I've heard this dreck for well over a decade now. Right up there with "year of desktop Linux" which really has never happened. Linux was never a threat to Microsoft and windows on the desktop. Linux killed the Unix venders.

Linux is not a threat to apple. Hell apple now maintains some key components that Linux widely uses (ever check and sees who owns and maintains CUPS these days).

And Linux is not dominating the mobile market. While android may use Linux underneath, when people by a droid phone, they think google and android os.

What keeps people like me using macs and windows are two factors. Ironically the same two factors to why I switched to osx over 10 years ago.

1) Lack of major software packages. For better or worse the business world runs on office. Personally at home I can get away with using OpenOffice or iWork. But for work, I've tried and always end up having to use office for some reason.

2) lack of quality hardware - on the server side Linux has this, not so much on the desktop and laptop side. Even windows now have this problem. I buy MacBook pros because I have yet to have one that has lasted under 4 years. Think pads used to have this level of quality, which you also paid for, but over the past 18 months I know a lot of people we work with are complaining that they are on their second or third think pad in that time.

Maybe as we get more cloud based apps this will change. I'm finding office 360 and skydive increasingly handy as I can now edit office docs online with either an iPad or android tablet easily. But seriously, Linux is still not a threat to either company.

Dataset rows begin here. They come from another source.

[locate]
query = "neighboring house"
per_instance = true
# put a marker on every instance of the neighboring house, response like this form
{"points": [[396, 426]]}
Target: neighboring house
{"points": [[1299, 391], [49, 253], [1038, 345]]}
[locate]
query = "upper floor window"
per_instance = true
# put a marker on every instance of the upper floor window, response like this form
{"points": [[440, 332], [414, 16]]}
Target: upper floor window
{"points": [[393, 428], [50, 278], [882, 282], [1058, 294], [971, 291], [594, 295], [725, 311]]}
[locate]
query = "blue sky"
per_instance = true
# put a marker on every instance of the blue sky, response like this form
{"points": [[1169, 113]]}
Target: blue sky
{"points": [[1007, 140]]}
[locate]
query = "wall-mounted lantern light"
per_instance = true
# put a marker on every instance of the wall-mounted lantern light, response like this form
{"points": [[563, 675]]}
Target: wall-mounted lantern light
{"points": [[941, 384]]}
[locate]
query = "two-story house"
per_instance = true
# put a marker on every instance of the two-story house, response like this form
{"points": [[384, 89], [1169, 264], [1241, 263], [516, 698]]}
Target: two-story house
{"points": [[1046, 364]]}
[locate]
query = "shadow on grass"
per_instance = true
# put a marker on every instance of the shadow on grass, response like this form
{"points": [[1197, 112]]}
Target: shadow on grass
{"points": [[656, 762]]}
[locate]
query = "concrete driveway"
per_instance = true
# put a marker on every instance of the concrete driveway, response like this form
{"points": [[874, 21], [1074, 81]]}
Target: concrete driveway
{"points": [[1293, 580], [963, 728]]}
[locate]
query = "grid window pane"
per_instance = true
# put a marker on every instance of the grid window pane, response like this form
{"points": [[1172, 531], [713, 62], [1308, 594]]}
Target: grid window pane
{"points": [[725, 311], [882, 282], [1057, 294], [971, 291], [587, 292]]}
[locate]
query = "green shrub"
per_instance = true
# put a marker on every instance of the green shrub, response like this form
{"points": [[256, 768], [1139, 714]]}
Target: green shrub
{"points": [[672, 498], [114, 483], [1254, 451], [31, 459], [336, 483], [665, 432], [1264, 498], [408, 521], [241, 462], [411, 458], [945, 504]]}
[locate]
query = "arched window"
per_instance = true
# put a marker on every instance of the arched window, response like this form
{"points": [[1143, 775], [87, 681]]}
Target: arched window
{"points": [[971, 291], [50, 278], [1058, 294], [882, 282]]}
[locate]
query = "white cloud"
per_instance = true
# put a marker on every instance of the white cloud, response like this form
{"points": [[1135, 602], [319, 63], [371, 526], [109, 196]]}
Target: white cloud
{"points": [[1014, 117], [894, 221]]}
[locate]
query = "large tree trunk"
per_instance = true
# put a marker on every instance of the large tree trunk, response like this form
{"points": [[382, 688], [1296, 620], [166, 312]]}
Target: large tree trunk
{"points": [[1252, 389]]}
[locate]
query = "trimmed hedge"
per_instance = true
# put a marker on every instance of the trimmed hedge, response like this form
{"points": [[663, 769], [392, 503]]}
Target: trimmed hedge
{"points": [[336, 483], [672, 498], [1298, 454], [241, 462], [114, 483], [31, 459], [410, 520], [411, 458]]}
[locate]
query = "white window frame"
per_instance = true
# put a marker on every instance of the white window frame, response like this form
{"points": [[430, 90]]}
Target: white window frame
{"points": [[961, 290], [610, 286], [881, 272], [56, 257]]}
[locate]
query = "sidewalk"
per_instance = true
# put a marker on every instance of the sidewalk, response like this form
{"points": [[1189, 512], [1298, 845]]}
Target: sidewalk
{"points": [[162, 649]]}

Comment Re:Good (Score 4, Interesting) 433

It's what is happening. I had a professor in college who predicted by 2015 - 2020 the internet as we knew it then would be over. It would be controlled by corporate and governmental interests and that would be achieved through fragmentation and the fact that the backbone of the internet is owned by just a hand full of companies worldwide. While we've not yet seen the fragmentation yet, we've heard grumblings. I think what Iran is trying to do is similar to how the Great Firewall of China proved the internet could be tamed far easier than most around here thought. If Iran is even marginally successful in creating a Jihadnet or whatever, look for other other countries to try and do the same.

Comment DRM is here to stay (Score 1) 433

As long as it remains relatively unobtrusive. That was its problem in the early day, DRM was overly restrictive and made things a PITA for most ordinary users to use it. Apple figured out a way to do it where DRM was there, but was relatively unobtrusive. The studios et. al. learned. So long as it's easy to use and stays out of the way of what most people want to do, i.e. view content online easily, it will remain. When most people go to Netflix, so long as the movie they click on starts to play, they don't care if it has DRM or not.

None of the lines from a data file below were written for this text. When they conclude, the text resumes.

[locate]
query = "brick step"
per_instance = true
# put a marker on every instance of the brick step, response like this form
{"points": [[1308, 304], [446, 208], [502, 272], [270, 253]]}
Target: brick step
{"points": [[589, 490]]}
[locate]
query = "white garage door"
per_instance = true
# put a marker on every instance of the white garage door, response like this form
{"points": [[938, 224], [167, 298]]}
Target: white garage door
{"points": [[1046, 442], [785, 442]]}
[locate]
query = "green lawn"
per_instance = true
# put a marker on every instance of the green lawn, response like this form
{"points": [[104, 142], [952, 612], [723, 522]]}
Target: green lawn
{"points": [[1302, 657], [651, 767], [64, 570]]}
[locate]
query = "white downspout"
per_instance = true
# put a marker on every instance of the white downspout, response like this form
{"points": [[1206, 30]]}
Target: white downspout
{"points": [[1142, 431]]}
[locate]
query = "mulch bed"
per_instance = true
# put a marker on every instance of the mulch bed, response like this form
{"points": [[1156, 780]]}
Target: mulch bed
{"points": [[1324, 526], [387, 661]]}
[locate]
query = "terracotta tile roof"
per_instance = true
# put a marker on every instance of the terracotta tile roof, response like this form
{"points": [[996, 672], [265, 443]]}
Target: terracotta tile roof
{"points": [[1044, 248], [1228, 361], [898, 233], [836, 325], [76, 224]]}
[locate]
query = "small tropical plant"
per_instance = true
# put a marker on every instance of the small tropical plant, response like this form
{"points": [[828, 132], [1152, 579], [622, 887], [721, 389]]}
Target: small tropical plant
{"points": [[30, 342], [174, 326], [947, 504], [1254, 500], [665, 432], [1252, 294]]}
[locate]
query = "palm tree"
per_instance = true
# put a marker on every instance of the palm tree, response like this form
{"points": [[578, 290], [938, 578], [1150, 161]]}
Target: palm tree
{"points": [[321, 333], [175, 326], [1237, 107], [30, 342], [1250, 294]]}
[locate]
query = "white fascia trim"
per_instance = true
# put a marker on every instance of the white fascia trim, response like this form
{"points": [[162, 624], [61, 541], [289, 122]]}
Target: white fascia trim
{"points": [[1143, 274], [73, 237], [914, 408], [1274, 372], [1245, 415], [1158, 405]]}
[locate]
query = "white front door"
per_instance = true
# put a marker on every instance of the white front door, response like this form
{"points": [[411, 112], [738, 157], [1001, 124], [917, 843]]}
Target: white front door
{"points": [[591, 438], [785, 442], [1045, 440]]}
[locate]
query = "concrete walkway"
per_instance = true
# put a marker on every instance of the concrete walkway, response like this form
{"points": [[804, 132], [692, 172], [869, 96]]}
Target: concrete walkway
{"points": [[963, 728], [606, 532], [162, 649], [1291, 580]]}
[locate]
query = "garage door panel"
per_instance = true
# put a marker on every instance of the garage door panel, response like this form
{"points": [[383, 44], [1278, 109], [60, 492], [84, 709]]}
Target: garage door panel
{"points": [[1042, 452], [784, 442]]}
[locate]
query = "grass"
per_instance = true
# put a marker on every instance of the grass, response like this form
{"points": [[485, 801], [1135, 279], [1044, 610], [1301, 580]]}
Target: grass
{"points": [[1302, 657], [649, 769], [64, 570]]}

Comment The Good/Bad of Kickstarter (Score 5, Informative) 113

There was a good article a couple days ago in the WSJ about the backlash against kickstarter. And it's frankly crowd funding I think has reached it's peak and now for the most part there is too much signal to noise ratio. That being said, but it can be used for is someone with a proven track record, or a good solid plan to get the cash they need to create a product.

I've donated to two Kickstarter projects: Star Citizen & Pressgram.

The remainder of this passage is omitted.